The annual bombardment of Black Friday deals from retailers jockeying for your business has commenced (likely weeks ago as a trickle, with increasing intensity and insistence), but there’s more to the giving spirit of the season than purchasing gifts.  Now is the time to be conscious of your impact on the community, both as you make your holiday purchases and as you consider giving to organizations making a difference in causes you care about.

Partly in response to commercial days like Black Friday and Cyber Monday, the business and nonprofit communities (particularly those with a focus on sustainability and affecting positive change in the communities they serve) have created Small Business Saturday and Giving Tuesday, two days occurring close to these retail holidays that are meant to raise consumer awareness and get customers to spend their money in ways that will have the most impact on their communities.  

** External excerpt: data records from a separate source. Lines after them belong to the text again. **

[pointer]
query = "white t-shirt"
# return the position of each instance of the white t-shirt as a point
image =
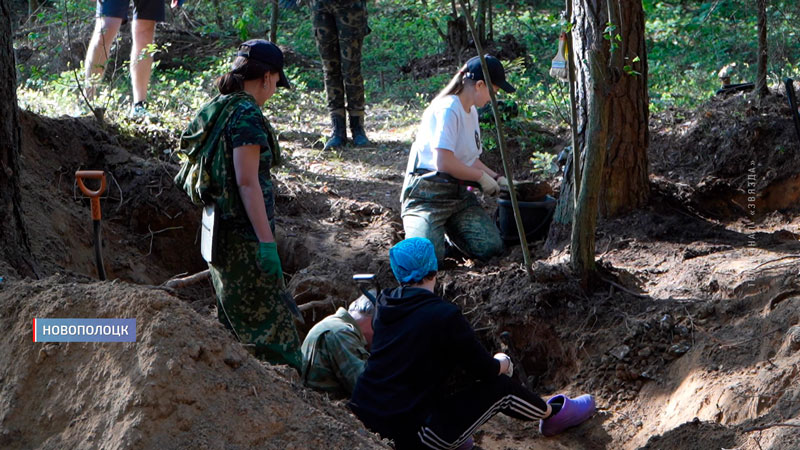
(445, 125)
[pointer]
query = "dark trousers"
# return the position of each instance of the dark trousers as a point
(451, 421)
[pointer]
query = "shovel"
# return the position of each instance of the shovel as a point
(95, 198)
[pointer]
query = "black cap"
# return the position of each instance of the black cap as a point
(268, 53)
(496, 71)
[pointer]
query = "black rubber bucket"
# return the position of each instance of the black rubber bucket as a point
(536, 218)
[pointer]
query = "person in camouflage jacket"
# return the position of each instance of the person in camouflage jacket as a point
(335, 349)
(246, 270)
(339, 30)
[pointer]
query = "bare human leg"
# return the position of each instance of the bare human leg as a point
(141, 60)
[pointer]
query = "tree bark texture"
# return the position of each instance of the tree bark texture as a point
(597, 139)
(273, 22)
(15, 247)
(761, 76)
(624, 184)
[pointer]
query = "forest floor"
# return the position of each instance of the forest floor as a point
(690, 342)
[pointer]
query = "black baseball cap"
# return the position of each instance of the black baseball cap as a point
(496, 72)
(268, 53)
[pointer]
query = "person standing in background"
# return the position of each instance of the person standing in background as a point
(339, 30)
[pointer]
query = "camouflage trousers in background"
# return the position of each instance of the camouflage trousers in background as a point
(249, 302)
(339, 29)
(433, 210)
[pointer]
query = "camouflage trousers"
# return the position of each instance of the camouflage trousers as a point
(435, 210)
(249, 302)
(339, 29)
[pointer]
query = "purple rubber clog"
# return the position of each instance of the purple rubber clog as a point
(573, 412)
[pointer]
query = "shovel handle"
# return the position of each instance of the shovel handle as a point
(94, 195)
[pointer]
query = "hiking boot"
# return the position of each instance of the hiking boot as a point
(573, 411)
(357, 131)
(139, 111)
(467, 445)
(339, 136)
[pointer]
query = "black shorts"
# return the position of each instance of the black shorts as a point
(142, 9)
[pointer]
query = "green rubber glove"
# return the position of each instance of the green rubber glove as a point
(268, 260)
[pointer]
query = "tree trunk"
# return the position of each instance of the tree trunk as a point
(624, 178)
(15, 248)
(597, 137)
(761, 77)
(480, 20)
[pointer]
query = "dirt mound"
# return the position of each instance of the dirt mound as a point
(685, 437)
(145, 216)
(729, 149)
(185, 383)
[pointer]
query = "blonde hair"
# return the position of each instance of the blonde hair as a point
(456, 84)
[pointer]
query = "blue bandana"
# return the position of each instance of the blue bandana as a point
(412, 259)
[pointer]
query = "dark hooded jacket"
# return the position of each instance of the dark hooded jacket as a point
(419, 339)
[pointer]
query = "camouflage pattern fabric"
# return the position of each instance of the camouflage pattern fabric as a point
(247, 126)
(433, 210)
(339, 29)
(334, 354)
(248, 301)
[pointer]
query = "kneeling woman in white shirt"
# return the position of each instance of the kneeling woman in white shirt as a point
(449, 142)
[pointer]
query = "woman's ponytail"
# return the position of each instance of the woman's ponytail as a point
(242, 69)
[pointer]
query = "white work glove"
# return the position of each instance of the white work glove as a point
(506, 366)
(503, 183)
(488, 185)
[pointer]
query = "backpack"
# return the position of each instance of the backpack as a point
(199, 142)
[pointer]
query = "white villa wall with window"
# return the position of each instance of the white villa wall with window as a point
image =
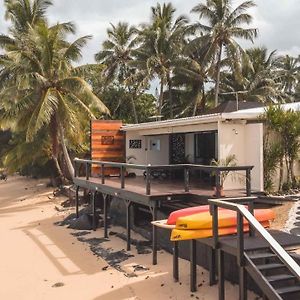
(239, 133)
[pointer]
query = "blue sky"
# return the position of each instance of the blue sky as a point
(278, 21)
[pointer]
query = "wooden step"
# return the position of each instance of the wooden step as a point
(280, 277)
(288, 290)
(272, 266)
(261, 255)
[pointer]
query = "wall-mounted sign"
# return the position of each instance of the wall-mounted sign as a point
(135, 144)
(107, 140)
(155, 144)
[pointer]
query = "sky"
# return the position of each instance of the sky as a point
(278, 21)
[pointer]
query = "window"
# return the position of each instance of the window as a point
(135, 144)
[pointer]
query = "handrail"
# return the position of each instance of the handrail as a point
(148, 168)
(287, 260)
(174, 166)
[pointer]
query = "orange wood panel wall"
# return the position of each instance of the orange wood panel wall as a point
(107, 144)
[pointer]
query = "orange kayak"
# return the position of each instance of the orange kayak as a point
(226, 218)
(182, 235)
(187, 212)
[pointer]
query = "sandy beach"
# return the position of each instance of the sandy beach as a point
(40, 260)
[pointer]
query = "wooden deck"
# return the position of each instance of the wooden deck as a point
(159, 187)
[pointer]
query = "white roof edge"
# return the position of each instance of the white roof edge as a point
(174, 122)
(244, 114)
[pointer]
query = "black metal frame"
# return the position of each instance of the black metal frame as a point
(244, 263)
(148, 168)
(151, 201)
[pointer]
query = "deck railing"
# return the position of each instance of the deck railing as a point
(279, 251)
(148, 169)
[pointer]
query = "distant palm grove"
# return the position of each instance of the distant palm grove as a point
(47, 99)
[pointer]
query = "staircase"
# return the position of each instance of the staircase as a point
(273, 277)
(271, 267)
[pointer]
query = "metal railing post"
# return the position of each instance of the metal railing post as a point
(240, 239)
(122, 169)
(186, 179)
(218, 184)
(148, 181)
(248, 182)
(214, 212)
(87, 172)
(102, 174)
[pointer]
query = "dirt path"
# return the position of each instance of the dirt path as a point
(40, 260)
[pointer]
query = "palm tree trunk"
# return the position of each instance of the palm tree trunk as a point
(161, 97)
(66, 153)
(217, 86)
(170, 96)
(197, 99)
(136, 119)
(280, 173)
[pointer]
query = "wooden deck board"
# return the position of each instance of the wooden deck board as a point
(162, 187)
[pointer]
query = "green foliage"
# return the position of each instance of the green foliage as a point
(118, 101)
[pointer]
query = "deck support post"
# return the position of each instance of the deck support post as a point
(102, 174)
(128, 224)
(105, 225)
(77, 201)
(212, 267)
(221, 279)
(212, 259)
(94, 209)
(248, 182)
(153, 209)
(175, 262)
(186, 179)
(218, 184)
(122, 177)
(148, 181)
(242, 284)
(193, 266)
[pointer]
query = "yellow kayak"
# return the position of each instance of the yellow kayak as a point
(226, 218)
(182, 235)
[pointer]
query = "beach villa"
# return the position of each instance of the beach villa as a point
(226, 131)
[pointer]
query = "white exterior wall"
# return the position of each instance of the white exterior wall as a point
(245, 141)
(231, 140)
(158, 157)
(145, 155)
(254, 154)
(190, 147)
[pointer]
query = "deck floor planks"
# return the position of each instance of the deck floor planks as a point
(161, 187)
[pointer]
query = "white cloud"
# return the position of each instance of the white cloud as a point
(278, 20)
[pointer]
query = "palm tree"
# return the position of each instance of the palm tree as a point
(162, 42)
(44, 90)
(116, 55)
(258, 78)
(222, 28)
(289, 68)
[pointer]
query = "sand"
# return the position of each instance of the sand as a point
(40, 260)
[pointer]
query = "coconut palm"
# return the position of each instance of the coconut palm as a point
(289, 68)
(258, 79)
(44, 89)
(162, 42)
(116, 54)
(222, 28)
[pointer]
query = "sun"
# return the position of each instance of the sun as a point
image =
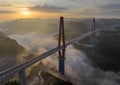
(26, 13)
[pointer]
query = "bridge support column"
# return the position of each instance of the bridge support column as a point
(22, 77)
(92, 40)
(61, 42)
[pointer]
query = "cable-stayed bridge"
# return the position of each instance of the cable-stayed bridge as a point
(61, 48)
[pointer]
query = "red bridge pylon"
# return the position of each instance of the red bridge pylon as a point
(61, 42)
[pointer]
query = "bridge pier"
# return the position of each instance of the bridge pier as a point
(61, 42)
(22, 77)
(92, 40)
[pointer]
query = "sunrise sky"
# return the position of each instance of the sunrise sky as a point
(15, 9)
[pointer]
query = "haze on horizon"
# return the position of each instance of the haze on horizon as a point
(15, 9)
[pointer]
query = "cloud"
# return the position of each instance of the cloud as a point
(47, 8)
(6, 12)
(109, 10)
(110, 6)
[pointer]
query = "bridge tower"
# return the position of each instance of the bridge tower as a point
(92, 39)
(61, 42)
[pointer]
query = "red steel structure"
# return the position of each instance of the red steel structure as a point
(92, 41)
(61, 42)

So just how big a deal are these days?  Here, we’ll discuss why Small Business Saturday and Giving Tuesday matter, and how they can help you make the most of your planned gifts, both personal and philanthropic.

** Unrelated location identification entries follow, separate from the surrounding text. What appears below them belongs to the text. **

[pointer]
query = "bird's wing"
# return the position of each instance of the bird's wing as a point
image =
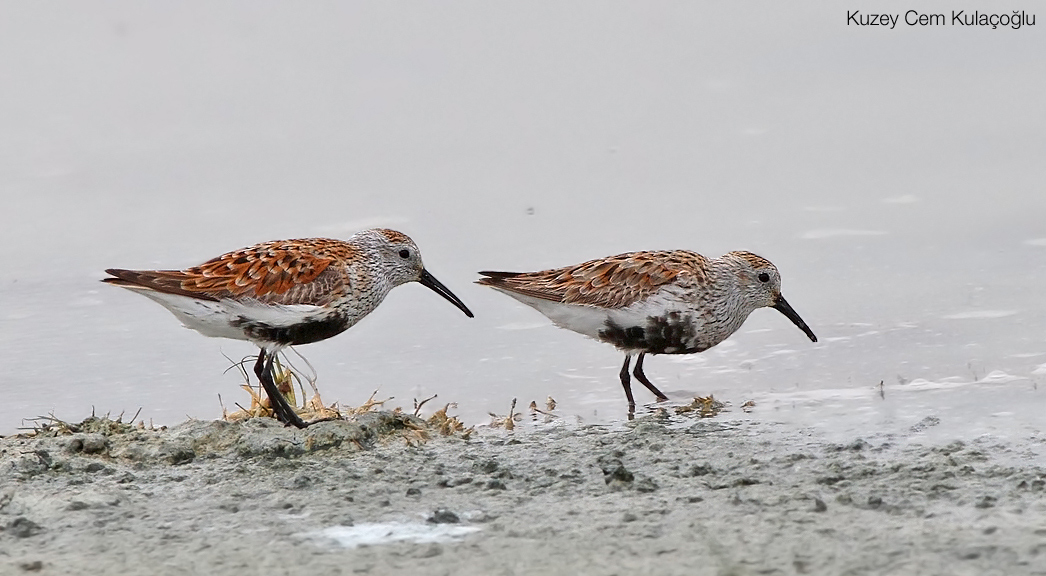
(612, 282)
(275, 273)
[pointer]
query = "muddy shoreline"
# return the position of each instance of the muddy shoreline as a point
(387, 493)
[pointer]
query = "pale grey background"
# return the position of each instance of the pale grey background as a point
(893, 176)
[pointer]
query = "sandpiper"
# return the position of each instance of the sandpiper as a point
(283, 293)
(666, 302)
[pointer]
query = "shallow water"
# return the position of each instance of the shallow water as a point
(893, 177)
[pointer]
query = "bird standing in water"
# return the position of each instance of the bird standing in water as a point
(665, 302)
(285, 293)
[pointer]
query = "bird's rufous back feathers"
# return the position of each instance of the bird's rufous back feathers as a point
(612, 282)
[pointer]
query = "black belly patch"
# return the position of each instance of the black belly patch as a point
(302, 332)
(672, 333)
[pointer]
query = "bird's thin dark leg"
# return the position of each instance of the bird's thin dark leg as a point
(627, 384)
(642, 378)
(282, 410)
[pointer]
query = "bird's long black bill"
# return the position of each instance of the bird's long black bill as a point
(786, 308)
(430, 281)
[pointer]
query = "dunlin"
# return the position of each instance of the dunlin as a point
(671, 302)
(285, 293)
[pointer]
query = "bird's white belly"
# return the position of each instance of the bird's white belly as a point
(223, 318)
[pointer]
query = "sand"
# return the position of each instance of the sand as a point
(666, 493)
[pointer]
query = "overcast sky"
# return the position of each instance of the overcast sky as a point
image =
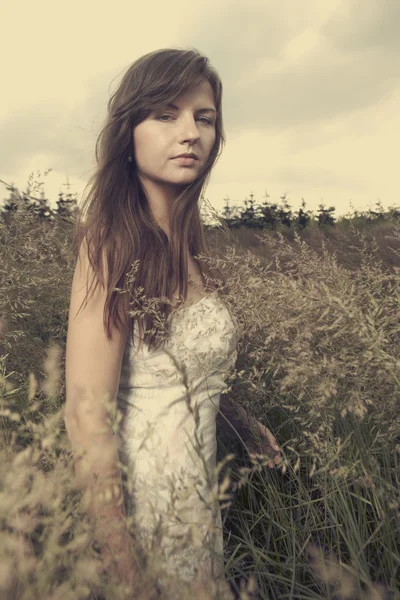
(311, 100)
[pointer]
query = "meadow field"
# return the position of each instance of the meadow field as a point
(319, 364)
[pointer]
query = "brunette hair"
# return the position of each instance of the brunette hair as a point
(115, 222)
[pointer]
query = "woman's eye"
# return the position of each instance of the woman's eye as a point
(204, 118)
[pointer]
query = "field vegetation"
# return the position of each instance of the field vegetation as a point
(319, 364)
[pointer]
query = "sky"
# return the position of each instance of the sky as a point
(311, 93)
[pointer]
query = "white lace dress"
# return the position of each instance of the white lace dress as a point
(169, 442)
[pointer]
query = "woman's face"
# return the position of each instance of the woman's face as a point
(188, 128)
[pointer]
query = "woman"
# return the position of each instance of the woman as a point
(143, 219)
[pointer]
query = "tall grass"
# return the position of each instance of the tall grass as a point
(318, 363)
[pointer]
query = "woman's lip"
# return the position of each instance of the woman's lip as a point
(185, 160)
(186, 157)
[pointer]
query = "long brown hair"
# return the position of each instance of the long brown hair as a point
(115, 222)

Think Globally, Shop Locally:  Small Business Saturday

Small Business Saturday is November 24, 2018, a day meant to spotlight small, locally owned and operated businesses in your community.  Shopping local does more than help put food on the tables of your neighbors, it also benefits your community as a whole in more ways than you probably realize.  

small business saturdayBuying local is one of the best ways to invest in your community:  an average of $68 of every $100 spent at a small business stays within the community it serves, a figure more than double the amount invested by most chain retailers.  Local businesses also create more jobs with less money ($10 million gets about 57 jobs at local businesses, compared to 14 jobs at Amazon) and promote diversity of both products and people within communities.  

Shopping local is good for the environment, too:  walking or biking to a local shop saves unnecessary emissions, and buying from merchants who stock locally-sourced goods helps reduce the impact of shipping.  Buying local also creates a relationship-based economy, strengthening networks while holding companies accountable to the communities they serve.

Supporting local business can help boost property values in your community in addition to investing money directly back into it.  Thriving businesses can lead to higher resale values in your neighborhood. Doing your Christmas shopping (even in part) at local businesses is a direct, major investment in your community.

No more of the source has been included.